Cohen is also being investigated for potentially violating campaign finance laws in the final days of the 2016 presidential election after arranging payments to multiple women who claimed to have had affairs with Trump. Those charges, if filed, could draw Trump into criminal proceedings.

The Times reported Cohen may plead guilty before an indictment is filed in exchange for his cooperation in special counsel Robert Mueller’s investigation — which could again open Trump up to liability should Cohen have damning information on Trump’s possible ties to Russia during the 2016 campaign.

The Times also reported over the weekend White House counsel Don McGahn has sat for extensive interviews with Mueller’s team in the earlier days of the Mueller investigation. McGahn reportedly gave details into Mueller’s investigators about whether Trump obstructed justice in the probe.

At that time, Trump had a different legal team whose strategy was to cooperate with Mueller’s investigators. However, the president’s new legal team — which includes combative former New York City Mayor Rudy Giuliani — now realizes they do not know all of what McGahn told investigators, setting off worry in Trump-world, the Times reported.

The news sent Trump into a fury on Twitter.

He claimed the Times’ reporting was “fake,” and he likened Mueller to Sen. Joseph McCarthy — who crusaded against communism in the 1950s and blacklisted and arrested Americans, often without any evidence.

And on Monday, Trump questioned why Mueller’s team would interview McGahn for so long.

“Disgraced and discredited Bob Mueller and his whole group of Angry Democrat Thugs spent over 30 hours with the White House Councel [sic], only with my approval, for purposes of transparency,” Trump tweeted. “Anybody needing that much time when they know there is no Russian Collusion is just someone looking for trouble.”

Today in Trump’s America: Manafort jury deliberates for a third day

Another circus is likely at the federal courthouse in Alexandria, Virginia, as the jury in the trial against former Trump campaign chairman Paul Manafort meets for a third day of deliberations.

So far, the jury has spent two days behind closed doors deliberating on whether it believes prosecutors proved beyond a reasonable doubt Manafort committed numerous counts of bank fraud and tax evasion.

The media went into a brief frenzy Friday afternoon when the jury submitted a note to Judge T.S. Ellis asking if they could leave by 5 p.m. because one of the jurors had an event to go to. It was the only peep the jury made since Thursday when it submitted a note to the judge with four questions, including asking him to clarify “reasonable doubt.”

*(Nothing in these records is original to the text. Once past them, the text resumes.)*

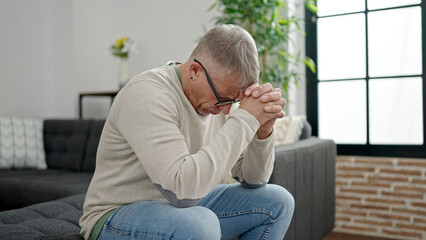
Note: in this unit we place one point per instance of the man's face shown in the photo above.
(207, 102)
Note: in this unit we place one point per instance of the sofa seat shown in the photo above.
(26, 187)
(49, 220)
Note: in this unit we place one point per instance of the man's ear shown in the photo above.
(194, 70)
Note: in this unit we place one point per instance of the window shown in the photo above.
(368, 94)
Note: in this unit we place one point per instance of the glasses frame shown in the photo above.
(220, 102)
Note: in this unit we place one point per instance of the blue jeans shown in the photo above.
(227, 212)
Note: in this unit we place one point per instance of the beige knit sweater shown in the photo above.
(155, 146)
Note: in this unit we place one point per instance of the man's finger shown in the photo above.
(262, 89)
(250, 89)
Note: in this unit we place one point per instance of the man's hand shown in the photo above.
(274, 103)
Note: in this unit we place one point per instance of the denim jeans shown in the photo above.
(227, 212)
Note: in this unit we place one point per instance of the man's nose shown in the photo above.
(225, 109)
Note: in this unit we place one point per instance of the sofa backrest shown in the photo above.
(89, 159)
(65, 143)
(306, 131)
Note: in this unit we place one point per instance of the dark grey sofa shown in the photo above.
(50, 201)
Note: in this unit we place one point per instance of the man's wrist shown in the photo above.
(262, 134)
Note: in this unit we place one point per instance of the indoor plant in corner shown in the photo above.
(271, 28)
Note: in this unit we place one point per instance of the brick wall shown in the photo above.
(383, 197)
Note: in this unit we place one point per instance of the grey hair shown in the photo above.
(234, 49)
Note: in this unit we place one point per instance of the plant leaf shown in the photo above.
(310, 64)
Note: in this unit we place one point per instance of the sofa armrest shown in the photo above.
(307, 170)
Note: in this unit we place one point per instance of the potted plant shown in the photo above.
(272, 32)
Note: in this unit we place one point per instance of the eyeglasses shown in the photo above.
(220, 102)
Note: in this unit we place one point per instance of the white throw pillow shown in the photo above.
(21, 143)
(288, 129)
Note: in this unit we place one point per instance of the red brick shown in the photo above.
(418, 204)
(375, 207)
(371, 184)
(401, 171)
(357, 228)
(343, 219)
(402, 233)
(387, 179)
(370, 222)
(402, 195)
(410, 211)
(411, 188)
(420, 220)
(356, 169)
(374, 161)
(358, 191)
(418, 181)
(390, 216)
(411, 162)
(411, 227)
(384, 200)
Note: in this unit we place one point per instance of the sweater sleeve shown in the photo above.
(149, 121)
(255, 166)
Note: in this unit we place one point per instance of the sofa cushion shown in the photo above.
(92, 145)
(21, 143)
(65, 142)
(21, 188)
(289, 129)
(49, 220)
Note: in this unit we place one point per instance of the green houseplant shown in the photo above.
(264, 20)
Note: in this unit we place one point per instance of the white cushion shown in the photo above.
(288, 129)
(21, 143)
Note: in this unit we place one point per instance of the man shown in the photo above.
(170, 138)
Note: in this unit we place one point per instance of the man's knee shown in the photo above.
(282, 198)
(199, 223)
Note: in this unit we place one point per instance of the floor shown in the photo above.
(345, 236)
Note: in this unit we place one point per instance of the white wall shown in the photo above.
(53, 49)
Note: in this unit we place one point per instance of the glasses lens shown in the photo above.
(226, 102)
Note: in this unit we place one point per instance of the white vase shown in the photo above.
(124, 72)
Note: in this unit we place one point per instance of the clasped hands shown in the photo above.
(266, 104)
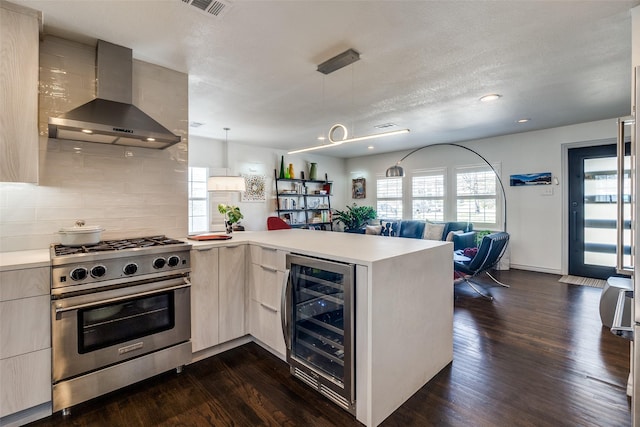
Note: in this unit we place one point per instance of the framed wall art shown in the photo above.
(358, 188)
(255, 191)
(541, 178)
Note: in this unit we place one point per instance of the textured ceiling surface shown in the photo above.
(423, 64)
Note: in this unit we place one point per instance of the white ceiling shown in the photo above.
(423, 66)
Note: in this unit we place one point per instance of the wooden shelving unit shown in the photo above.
(304, 203)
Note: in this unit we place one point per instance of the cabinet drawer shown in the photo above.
(26, 381)
(25, 325)
(268, 257)
(266, 325)
(31, 282)
(266, 285)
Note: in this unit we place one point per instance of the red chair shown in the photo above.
(276, 223)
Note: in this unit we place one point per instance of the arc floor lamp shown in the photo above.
(397, 170)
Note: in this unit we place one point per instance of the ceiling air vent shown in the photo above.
(211, 7)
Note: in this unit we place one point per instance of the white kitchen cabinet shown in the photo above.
(204, 298)
(231, 279)
(25, 339)
(26, 381)
(266, 282)
(19, 47)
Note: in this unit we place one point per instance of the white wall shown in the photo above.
(535, 221)
(252, 160)
(128, 191)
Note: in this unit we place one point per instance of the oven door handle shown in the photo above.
(122, 298)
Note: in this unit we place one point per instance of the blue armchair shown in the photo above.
(489, 253)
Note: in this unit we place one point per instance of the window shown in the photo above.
(476, 196)
(198, 203)
(389, 198)
(427, 194)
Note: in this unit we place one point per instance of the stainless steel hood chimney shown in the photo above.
(111, 118)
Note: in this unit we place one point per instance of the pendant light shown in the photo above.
(226, 183)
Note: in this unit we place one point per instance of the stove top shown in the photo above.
(116, 245)
(117, 263)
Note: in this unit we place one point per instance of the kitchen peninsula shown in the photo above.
(403, 304)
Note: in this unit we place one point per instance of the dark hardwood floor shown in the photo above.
(535, 356)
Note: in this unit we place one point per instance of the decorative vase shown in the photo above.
(282, 168)
(313, 170)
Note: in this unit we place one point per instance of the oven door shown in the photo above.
(99, 329)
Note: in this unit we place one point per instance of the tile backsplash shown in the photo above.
(128, 191)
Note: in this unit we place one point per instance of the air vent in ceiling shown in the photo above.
(211, 7)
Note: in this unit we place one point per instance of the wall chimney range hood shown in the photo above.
(111, 118)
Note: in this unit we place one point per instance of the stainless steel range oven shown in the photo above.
(120, 313)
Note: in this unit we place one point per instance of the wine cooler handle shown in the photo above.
(283, 309)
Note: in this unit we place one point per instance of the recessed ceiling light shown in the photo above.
(490, 97)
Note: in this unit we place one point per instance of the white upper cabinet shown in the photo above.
(19, 43)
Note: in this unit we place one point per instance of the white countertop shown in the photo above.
(346, 247)
(24, 259)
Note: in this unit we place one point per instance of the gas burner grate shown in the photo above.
(116, 245)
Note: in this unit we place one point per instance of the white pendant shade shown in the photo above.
(226, 183)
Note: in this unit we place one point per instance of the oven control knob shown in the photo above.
(130, 269)
(159, 263)
(79, 273)
(98, 271)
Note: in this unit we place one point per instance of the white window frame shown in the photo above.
(382, 180)
(496, 196)
(191, 182)
(442, 197)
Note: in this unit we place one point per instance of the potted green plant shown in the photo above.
(354, 217)
(231, 214)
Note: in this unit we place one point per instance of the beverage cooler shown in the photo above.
(318, 325)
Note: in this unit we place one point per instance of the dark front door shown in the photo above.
(593, 210)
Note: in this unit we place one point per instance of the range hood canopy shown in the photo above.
(111, 118)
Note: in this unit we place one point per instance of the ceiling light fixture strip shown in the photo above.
(354, 139)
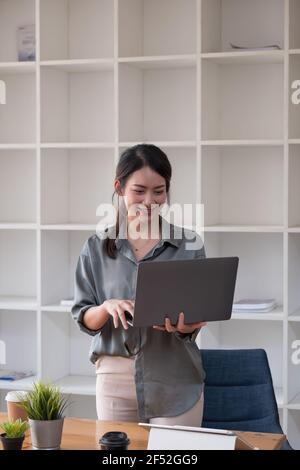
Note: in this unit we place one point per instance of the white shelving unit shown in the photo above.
(109, 74)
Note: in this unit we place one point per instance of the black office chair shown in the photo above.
(239, 392)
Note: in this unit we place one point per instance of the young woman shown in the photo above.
(143, 374)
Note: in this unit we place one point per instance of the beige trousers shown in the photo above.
(116, 395)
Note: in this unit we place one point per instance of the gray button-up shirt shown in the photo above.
(168, 369)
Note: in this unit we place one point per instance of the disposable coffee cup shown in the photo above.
(114, 440)
(14, 411)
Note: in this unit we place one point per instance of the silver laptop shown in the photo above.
(201, 288)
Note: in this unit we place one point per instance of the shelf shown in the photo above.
(77, 145)
(294, 404)
(18, 303)
(67, 204)
(222, 105)
(71, 227)
(77, 384)
(179, 144)
(79, 65)
(293, 189)
(157, 27)
(241, 23)
(60, 253)
(18, 116)
(145, 94)
(274, 315)
(23, 384)
(18, 226)
(245, 57)
(13, 68)
(18, 255)
(77, 106)
(294, 17)
(294, 111)
(231, 201)
(157, 62)
(294, 316)
(82, 30)
(13, 14)
(18, 200)
(18, 146)
(245, 228)
(243, 142)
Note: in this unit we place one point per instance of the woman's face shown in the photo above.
(144, 190)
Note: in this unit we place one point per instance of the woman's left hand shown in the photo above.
(181, 327)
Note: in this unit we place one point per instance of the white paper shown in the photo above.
(175, 439)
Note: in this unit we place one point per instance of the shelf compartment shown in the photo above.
(157, 27)
(229, 196)
(60, 253)
(246, 335)
(83, 30)
(18, 116)
(241, 23)
(260, 271)
(18, 263)
(13, 14)
(73, 185)
(294, 109)
(17, 186)
(294, 190)
(293, 429)
(146, 94)
(72, 346)
(245, 228)
(293, 362)
(230, 92)
(294, 274)
(77, 106)
(294, 18)
(18, 331)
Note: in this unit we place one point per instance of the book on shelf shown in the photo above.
(270, 47)
(11, 375)
(254, 305)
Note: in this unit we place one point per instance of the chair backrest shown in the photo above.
(239, 391)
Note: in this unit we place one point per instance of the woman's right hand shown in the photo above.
(116, 308)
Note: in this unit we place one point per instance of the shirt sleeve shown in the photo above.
(85, 293)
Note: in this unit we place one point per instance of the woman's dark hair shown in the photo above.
(133, 159)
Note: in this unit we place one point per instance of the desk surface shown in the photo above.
(84, 434)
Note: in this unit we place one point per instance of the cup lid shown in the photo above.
(16, 395)
(114, 439)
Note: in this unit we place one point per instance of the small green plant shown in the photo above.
(45, 402)
(15, 428)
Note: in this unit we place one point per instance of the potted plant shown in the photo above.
(14, 433)
(45, 408)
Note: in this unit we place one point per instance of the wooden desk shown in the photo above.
(84, 434)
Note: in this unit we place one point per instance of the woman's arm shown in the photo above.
(95, 317)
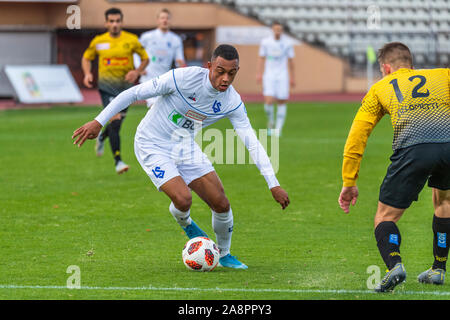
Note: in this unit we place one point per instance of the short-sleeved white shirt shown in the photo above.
(162, 48)
(276, 54)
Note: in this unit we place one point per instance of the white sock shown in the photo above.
(150, 102)
(183, 218)
(270, 112)
(223, 228)
(281, 116)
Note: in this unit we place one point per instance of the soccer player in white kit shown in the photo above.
(276, 62)
(163, 47)
(190, 99)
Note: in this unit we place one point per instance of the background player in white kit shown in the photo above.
(276, 62)
(163, 47)
(165, 146)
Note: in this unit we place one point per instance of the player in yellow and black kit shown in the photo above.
(418, 102)
(114, 49)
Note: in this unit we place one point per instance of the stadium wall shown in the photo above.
(316, 70)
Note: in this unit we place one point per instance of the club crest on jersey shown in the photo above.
(192, 97)
(175, 117)
(195, 115)
(158, 172)
(216, 106)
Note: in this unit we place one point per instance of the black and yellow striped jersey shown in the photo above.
(115, 59)
(418, 102)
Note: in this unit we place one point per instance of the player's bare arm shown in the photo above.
(348, 196)
(90, 130)
(280, 196)
(353, 152)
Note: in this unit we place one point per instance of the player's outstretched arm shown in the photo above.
(280, 196)
(89, 130)
(348, 196)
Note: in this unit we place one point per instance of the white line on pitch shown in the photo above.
(150, 288)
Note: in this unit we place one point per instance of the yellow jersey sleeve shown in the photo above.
(140, 50)
(91, 52)
(365, 120)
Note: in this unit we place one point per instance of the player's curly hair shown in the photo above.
(113, 11)
(225, 51)
(395, 53)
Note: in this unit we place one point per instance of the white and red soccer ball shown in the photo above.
(200, 254)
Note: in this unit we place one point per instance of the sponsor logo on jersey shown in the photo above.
(175, 117)
(113, 62)
(102, 46)
(442, 239)
(158, 172)
(181, 121)
(216, 106)
(393, 238)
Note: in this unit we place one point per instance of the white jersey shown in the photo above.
(276, 53)
(162, 48)
(186, 103)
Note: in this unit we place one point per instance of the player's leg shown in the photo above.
(387, 233)
(281, 115)
(441, 232)
(405, 178)
(150, 102)
(114, 140)
(388, 240)
(100, 141)
(440, 183)
(111, 131)
(164, 174)
(269, 101)
(210, 189)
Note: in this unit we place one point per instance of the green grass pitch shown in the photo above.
(63, 206)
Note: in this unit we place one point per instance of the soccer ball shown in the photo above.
(200, 254)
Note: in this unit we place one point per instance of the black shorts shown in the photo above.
(411, 168)
(107, 98)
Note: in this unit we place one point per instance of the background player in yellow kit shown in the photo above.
(117, 73)
(418, 102)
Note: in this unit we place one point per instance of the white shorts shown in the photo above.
(162, 167)
(277, 87)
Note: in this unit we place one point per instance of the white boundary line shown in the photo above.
(151, 288)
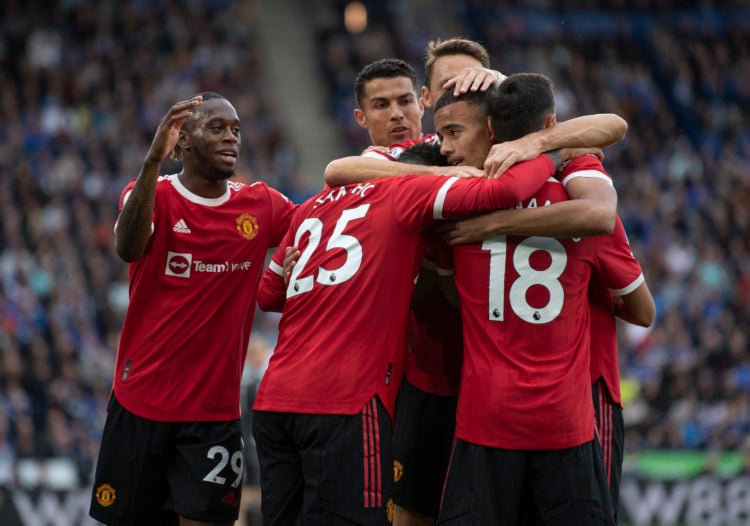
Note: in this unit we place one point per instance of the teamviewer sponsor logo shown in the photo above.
(178, 264)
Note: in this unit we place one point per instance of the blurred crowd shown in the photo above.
(82, 91)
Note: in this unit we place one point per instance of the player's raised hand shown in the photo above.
(474, 79)
(290, 259)
(569, 153)
(505, 154)
(168, 131)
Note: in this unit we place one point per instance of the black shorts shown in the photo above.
(497, 487)
(149, 473)
(422, 442)
(325, 469)
(611, 427)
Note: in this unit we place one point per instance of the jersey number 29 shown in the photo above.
(497, 246)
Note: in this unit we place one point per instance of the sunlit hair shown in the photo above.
(425, 154)
(207, 95)
(386, 68)
(483, 99)
(453, 46)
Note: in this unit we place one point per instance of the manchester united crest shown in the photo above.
(247, 225)
(105, 495)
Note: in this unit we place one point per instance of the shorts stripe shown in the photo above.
(605, 426)
(373, 495)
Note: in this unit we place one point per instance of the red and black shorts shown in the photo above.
(422, 443)
(611, 431)
(325, 469)
(149, 473)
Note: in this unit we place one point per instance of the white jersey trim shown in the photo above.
(440, 198)
(594, 174)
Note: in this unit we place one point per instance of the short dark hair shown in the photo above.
(386, 68)
(523, 103)
(207, 95)
(424, 153)
(483, 99)
(453, 46)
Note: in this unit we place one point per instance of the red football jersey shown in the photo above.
(525, 380)
(605, 362)
(342, 334)
(394, 151)
(192, 300)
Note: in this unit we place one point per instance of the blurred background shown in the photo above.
(84, 84)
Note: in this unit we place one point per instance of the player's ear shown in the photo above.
(360, 117)
(183, 142)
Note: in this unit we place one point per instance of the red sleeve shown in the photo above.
(282, 211)
(617, 266)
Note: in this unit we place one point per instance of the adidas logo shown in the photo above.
(181, 227)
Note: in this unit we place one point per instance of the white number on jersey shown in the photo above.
(299, 283)
(527, 277)
(236, 462)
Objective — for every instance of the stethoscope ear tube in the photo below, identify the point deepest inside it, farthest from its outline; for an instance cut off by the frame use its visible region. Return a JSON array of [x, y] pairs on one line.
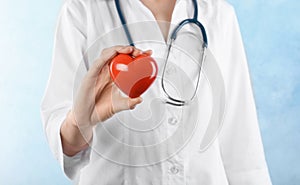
[[123, 21]]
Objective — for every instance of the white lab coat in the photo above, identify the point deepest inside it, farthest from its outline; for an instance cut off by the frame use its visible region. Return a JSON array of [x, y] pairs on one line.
[[236, 157]]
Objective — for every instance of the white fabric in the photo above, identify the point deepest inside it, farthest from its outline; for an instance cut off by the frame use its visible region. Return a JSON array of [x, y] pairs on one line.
[[235, 158]]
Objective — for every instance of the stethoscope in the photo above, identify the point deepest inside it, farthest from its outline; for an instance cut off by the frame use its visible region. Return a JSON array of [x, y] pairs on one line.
[[171, 100]]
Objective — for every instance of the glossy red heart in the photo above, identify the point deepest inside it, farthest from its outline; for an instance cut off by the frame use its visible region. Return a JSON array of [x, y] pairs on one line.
[[133, 76]]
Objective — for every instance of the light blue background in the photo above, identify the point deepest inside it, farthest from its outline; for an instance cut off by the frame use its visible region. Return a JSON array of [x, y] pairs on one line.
[[271, 32]]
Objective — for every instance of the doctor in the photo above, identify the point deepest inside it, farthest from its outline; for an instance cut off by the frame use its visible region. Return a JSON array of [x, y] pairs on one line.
[[72, 124]]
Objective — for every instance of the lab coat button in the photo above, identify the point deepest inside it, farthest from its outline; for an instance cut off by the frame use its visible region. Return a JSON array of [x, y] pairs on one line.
[[174, 170], [172, 121]]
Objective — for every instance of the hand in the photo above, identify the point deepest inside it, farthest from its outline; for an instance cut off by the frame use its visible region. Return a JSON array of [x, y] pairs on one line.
[[98, 98]]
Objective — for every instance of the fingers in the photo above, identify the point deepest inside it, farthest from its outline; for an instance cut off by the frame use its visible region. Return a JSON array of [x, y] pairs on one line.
[[109, 53], [106, 55]]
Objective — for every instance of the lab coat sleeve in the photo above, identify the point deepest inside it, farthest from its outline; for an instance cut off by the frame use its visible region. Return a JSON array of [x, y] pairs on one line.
[[69, 46], [240, 140]]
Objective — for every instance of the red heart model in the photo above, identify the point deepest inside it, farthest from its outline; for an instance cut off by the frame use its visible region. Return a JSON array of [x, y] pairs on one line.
[[133, 76]]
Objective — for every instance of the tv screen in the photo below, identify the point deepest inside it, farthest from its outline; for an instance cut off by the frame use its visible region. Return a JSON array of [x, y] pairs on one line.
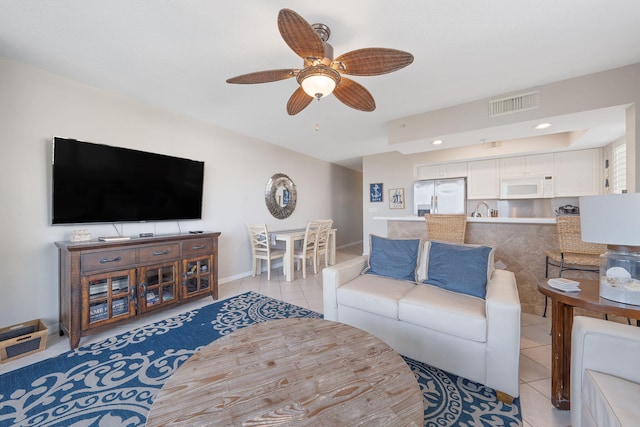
[[96, 183]]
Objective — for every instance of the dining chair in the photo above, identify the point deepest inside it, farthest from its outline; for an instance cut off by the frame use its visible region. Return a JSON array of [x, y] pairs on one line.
[[262, 250], [446, 228], [322, 248], [574, 253], [308, 250]]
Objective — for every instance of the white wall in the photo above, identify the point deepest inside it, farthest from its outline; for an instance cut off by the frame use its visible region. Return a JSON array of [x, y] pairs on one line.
[[36, 105]]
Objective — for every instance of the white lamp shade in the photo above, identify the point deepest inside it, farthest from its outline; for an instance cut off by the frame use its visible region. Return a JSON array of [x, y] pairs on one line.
[[613, 219]]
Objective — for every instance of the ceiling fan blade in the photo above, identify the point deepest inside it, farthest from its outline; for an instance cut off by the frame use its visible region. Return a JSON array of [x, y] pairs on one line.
[[298, 101], [300, 35], [263, 76], [372, 61], [354, 95]]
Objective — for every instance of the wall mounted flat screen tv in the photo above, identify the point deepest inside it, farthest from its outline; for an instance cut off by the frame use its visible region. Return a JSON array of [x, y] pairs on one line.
[[96, 183]]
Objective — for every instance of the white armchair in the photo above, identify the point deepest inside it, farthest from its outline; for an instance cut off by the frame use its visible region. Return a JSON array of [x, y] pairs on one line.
[[605, 378]]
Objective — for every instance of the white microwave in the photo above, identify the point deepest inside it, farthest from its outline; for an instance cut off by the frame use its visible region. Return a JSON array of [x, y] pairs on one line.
[[526, 188]]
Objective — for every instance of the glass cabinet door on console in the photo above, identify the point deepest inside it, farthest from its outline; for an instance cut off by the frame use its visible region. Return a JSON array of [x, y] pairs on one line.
[[158, 286], [108, 297], [197, 276]]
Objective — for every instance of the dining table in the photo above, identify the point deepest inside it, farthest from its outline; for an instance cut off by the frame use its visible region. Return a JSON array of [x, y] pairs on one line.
[[290, 237]]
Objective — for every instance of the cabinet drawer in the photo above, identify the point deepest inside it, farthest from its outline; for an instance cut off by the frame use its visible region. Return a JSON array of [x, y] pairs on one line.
[[197, 246], [107, 260], [160, 252]]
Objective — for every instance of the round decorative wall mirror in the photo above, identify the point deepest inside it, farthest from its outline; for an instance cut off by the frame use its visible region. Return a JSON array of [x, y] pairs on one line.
[[280, 196]]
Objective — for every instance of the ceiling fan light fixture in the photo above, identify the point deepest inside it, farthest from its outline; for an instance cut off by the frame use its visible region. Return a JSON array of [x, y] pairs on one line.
[[319, 80]]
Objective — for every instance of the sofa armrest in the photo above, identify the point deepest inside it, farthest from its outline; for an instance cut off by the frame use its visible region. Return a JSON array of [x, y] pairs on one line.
[[602, 346], [503, 332], [336, 276]]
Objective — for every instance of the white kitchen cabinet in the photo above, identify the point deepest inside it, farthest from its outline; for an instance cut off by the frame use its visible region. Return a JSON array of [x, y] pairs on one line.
[[448, 170], [526, 166], [577, 173], [483, 179]]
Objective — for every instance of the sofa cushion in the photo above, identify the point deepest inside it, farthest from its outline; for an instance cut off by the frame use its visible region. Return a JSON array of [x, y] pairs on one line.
[[375, 294], [459, 268], [609, 400], [448, 312], [394, 258]]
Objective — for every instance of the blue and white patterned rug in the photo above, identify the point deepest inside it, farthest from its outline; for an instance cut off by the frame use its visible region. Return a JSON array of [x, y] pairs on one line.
[[114, 382]]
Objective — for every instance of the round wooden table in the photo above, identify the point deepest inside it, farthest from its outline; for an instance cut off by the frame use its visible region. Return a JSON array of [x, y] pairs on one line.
[[562, 304], [292, 372]]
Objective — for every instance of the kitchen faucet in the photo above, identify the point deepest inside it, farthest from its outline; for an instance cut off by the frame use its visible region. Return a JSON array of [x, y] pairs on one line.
[[476, 212]]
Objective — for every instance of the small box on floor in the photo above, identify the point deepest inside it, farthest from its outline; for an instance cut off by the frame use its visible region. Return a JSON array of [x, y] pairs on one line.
[[22, 339]]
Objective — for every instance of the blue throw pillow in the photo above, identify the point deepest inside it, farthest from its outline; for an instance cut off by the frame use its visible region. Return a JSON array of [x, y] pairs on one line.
[[394, 258], [459, 268]]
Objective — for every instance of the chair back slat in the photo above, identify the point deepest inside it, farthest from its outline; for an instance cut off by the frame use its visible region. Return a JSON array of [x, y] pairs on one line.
[[323, 233], [311, 237], [259, 238]]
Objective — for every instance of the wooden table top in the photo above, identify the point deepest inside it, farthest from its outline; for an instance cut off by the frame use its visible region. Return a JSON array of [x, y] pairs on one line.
[[292, 372], [590, 299]]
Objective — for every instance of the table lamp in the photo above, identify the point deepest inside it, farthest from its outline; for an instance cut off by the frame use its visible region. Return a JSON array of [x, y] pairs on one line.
[[614, 219]]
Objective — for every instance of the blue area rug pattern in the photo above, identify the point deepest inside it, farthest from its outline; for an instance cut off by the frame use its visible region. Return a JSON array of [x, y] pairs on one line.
[[114, 382]]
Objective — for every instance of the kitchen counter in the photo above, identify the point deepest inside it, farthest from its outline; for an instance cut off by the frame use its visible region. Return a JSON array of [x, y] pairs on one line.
[[495, 220]]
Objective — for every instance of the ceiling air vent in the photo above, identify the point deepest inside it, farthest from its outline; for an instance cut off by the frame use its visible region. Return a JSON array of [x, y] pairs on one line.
[[492, 144], [514, 104]]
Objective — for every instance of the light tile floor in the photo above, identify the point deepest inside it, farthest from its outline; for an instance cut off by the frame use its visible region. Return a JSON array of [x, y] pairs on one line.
[[535, 342]]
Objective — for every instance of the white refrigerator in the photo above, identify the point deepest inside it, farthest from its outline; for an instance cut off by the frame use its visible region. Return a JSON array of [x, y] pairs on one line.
[[443, 196]]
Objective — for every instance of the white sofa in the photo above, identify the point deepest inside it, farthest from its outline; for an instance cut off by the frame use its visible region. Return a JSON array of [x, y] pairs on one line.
[[475, 338], [605, 378]]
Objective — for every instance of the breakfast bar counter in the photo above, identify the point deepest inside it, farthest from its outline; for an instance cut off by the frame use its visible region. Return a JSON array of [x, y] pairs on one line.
[[489, 220]]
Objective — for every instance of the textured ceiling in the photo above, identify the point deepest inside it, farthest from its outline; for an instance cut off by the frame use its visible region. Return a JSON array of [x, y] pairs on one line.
[[178, 54]]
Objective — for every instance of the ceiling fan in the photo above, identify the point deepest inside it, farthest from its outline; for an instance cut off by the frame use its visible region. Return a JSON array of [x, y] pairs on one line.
[[321, 73]]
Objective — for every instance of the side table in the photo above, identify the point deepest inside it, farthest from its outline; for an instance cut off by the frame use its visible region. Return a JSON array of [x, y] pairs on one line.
[[562, 304]]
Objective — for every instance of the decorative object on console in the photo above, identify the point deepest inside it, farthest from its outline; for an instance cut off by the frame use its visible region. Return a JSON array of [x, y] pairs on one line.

With almost no information from the jury, analysts are trying to glean anything they can from the questions and have analyzed the amount of time the jury has spent deliberating to predict whether Manafort will be convicted or acquitted.

But that’s a futile endeavor, given the number and complexity of the charges jurors are deliberating on. There have been criminal defendants convicted after two hours of deliberation but also after days — so it’s impossible to truly say what the jury may do.

Instead, the media will be forced into another day of trying to make news where none really exists yet.

And the rest…

“Truth isn’t truth”: In yet more evidence 2018 is mirroring a real-life version of George Orwell’s dystopian novel 1984, Trump lawyer Rudy Giulani went on NBC’s Meet the Press on Sunday to declare that “truth isn’t truth.”

Giuliani’s attempt to tell Americans not to believe objective facts staring them in the face follow Trump’s comments from July when he told a group of veterans “what you’re seeing and what you’re reading is not what’s happening.

The comments have been directly compared to Orwell’s novel in which the government squashes opposition by using propaganda that tells the public to believe the opposite of what is actually happening.

“Today, Giuliani added to Orwell’s liturgy: War is Peace. Slavery is Freedom. Ignorance is Strength. Truth isn’t Truth,” Democratic Rep. Adam Schiff tweeted.

Giuliani tried to clarify his comment in a Monday morning tweet.

“My statement was not meant as a pontification on moral theology but one referring to the situation where two people make precisely contradictory statements, the classic ‘he said, she said’ puzzle,” Giuliani tweeted. “Sometimes further inquiry can reveal the truth other times it doesn’t.”